The Fair Housing Act, 42 U.S.C. 3601 et seq., prohibits discrimination by direct providers of housing on the basis of the factors such as:

  • race or color
  • religion
  • sex
  • national origin
  • familial status, or
  • disability

Under the Fair Housing Act, the Department of Justice may bring lawsuits, where there is reason to believe that a person or entity is engaged in a “pattern or practice” of discrimination.  Moreover, the Department of Justice may institute criminal proceedings, where force or threat of force is used to deny or interfere with fair housing rights.  The Fair Housing Act provides procedures for handling individual complaints of discrimination.  Victims of an illegal housing practice may file a complaint with the Department of Housing and Urban Development [HUD].  They can file their own lawsuit in federal or state court.

The Fair Housing Act prohibits discrimination in housing based upon religion.  This prohibition covers zoning ordinances designed to limit the use of private homes as places of worship.  However, the Act contains an exception that allows non-commercial housing operated by a religious organization to reserve it to persons of the same religion.
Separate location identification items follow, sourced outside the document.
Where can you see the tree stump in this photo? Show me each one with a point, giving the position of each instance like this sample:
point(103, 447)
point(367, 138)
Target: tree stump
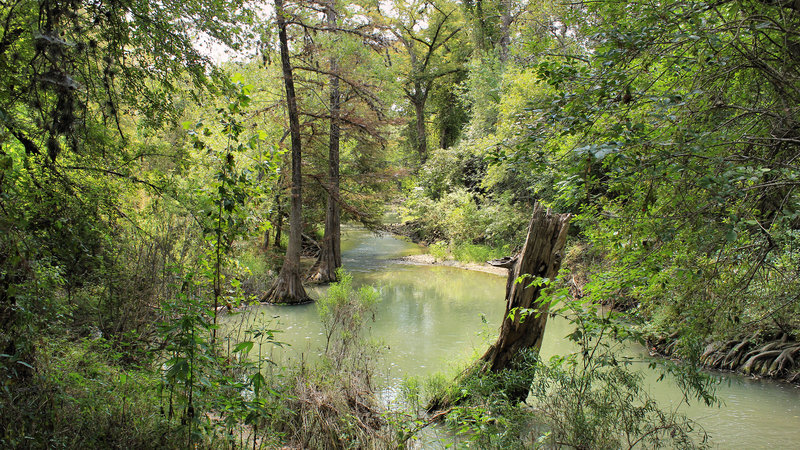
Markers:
point(540, 258)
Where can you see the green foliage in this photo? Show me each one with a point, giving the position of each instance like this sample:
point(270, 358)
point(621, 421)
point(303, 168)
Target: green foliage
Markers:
point(594, 397)
point(86, 397)
point(344, 311)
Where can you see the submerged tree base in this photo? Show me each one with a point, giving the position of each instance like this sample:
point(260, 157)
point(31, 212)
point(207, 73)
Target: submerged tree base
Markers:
point(287, 290)
point(771, 358)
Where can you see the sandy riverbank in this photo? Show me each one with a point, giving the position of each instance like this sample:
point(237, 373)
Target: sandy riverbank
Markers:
point(429, 260)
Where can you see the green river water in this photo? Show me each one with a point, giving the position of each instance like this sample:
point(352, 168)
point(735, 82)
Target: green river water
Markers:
point(434, 318)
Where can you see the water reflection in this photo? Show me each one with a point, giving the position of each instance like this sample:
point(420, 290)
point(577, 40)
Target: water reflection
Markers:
point(434, 318)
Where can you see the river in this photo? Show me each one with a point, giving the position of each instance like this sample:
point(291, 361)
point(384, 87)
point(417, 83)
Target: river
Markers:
point(434, 319)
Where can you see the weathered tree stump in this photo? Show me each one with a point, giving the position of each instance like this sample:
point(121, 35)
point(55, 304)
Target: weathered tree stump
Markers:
point(540, 258)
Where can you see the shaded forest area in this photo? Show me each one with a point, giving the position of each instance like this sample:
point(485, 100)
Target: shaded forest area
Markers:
point(163, 164)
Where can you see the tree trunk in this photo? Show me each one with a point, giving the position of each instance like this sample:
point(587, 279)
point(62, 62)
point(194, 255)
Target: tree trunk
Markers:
point(330, 256)
point(422, 132)
point(540, 258)
point(289, 286)
point(506, 19)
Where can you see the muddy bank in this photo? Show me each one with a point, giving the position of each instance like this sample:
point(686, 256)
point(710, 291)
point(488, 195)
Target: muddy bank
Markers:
point(757, 356)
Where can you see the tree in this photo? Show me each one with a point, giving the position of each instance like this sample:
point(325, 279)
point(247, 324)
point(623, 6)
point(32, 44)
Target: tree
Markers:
point(288, 288)
point(330, 257)
point(423, 30)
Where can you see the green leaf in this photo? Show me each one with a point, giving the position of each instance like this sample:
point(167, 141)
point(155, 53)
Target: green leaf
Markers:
point(245, 347)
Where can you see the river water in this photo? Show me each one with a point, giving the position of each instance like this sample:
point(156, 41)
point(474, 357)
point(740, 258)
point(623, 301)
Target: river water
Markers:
point(434, 319)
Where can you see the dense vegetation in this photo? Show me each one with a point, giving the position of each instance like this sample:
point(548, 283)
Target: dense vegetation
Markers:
point(146, 182)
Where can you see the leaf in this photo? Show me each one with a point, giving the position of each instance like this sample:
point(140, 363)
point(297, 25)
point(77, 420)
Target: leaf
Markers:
point(245, 347)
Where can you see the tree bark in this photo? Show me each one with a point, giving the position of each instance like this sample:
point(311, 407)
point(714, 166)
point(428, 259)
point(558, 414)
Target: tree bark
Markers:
point(540, 258)
point(419, 101)
point(288, 288)
point(330, 256)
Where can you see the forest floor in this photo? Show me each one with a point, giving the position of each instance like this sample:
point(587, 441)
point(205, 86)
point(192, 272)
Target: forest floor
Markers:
point(429, 260)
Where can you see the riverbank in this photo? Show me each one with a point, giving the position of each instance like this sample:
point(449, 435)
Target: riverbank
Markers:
point(429, 260)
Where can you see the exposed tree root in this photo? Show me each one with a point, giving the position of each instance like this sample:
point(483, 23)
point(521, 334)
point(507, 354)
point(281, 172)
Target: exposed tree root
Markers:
point(777, 358)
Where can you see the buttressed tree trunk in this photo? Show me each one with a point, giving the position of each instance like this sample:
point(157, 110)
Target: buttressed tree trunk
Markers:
point(540, 258)
point(289, 286)
point(330, 255)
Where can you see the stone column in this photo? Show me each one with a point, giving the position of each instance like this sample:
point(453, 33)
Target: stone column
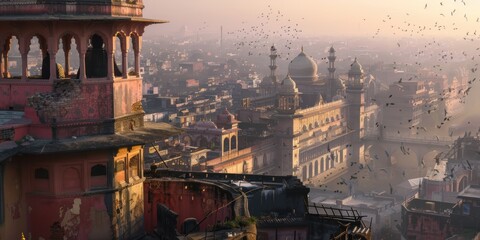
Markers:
point(24, 55)
point(1, 65)
point(24, 48)
point(5, 57)
point(110, 48)
point(82, 51)
point(52, 51)
point(137, 48)
point(125, 45)
point(67, 41)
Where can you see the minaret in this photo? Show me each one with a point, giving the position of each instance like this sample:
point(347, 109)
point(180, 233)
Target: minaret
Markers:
point(286, 129)
point(273, 65)
point(331, 63)
point(356, 103)
point(288, 101)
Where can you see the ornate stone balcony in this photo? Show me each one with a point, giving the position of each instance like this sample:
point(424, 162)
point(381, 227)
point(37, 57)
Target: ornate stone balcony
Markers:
point(125, 8)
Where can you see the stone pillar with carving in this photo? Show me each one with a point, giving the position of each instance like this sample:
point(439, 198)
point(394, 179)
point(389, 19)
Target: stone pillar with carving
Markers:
point(24, 48)
point(67, 42)
point(110, 48)
point(82, 51)
point(125, 45)
point(52, 51)
point(6, 49)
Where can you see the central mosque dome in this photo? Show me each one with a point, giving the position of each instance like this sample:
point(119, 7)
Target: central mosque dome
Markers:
point(303, 69)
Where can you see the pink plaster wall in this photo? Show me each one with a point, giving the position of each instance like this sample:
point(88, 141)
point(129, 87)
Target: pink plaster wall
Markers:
point(187, 203)
point(14, 93)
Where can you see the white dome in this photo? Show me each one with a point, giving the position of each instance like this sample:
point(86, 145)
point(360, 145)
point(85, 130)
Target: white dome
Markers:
point(205, 125)
point(303, 68)
point(356, 68)
point(266, 81)
point(288, 85)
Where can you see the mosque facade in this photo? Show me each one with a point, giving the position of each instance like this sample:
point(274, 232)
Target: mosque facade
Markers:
point(302, 125)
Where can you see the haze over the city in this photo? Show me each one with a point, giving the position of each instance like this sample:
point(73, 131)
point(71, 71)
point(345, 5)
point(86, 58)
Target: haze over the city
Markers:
point(319, 18)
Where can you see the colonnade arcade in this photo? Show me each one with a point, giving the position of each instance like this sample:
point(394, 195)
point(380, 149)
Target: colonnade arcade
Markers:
point(67, 38)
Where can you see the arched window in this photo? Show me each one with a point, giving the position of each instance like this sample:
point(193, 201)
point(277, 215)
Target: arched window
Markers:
point(41, 173)
point(98, 174)
point(120, 171)
point(10, 48)
point(133, 166)
point(98, 170)
point(245, 167)
point(304, 173)
point(133, 56)
point(234, 142)
point(120, 45)
point(67, 55)
point(71, 180)
point(310, 170)
point(36, 55)
point(41, 181)
point(96, 59)
point(226, 145)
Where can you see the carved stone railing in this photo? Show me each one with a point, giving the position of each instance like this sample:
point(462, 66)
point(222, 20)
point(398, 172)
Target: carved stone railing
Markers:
point(131, 8)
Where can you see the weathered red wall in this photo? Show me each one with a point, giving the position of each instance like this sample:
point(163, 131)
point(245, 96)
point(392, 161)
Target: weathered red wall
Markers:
point(14, 93)
point(427, 227)
point(128, 92)
point(282, 233)
point(195, 201)
point(80, 217)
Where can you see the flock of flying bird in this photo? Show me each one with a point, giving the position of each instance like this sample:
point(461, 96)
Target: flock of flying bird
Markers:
point(258, 37)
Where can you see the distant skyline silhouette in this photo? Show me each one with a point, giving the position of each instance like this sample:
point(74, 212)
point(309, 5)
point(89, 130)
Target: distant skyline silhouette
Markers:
point(319, 17)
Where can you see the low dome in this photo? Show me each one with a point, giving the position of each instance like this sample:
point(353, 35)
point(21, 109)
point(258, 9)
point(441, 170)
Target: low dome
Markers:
point(205, 125)
point(356, 68)
point(266, 81)
point(332, 50)
point(303, 68)
point(288, 85)
point(225, 117)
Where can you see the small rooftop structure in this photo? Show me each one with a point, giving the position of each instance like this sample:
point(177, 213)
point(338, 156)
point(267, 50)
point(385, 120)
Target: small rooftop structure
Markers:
point(429, 207)
point(472, 192)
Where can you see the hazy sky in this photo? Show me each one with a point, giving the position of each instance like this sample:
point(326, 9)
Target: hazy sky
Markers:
point(319, 17)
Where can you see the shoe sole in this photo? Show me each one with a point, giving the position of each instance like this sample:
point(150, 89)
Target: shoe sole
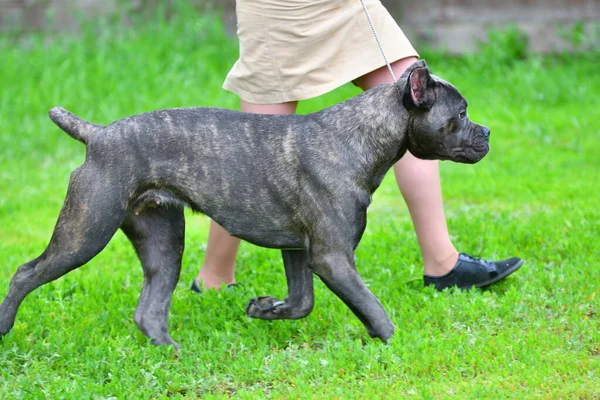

It is unlawful to discriminate in housing on the basis of sex under the Fair Housing Act.  The Department’s enforcement program is aimed at landlords who create a sexually hostile environment for tenants.  The Fair Housing Act prohibits discrimination based upon national origin.  With some exceptions, the Act prohibits discrimination in housing against families with children under 18.  The Fair Housing Act prohibits discrimination on the basis of disability, in all types of housing transactions.  The Act defines persons with a disability as individuals with mental or physical impairments substantially limiting one or more major life activities.  Further, the Fair Housing Act also protects persons who have a record of such impairment.  However, the Fair Housing Act affords no protections to individuals with or without disabilities who are a direct threat to other persons or property.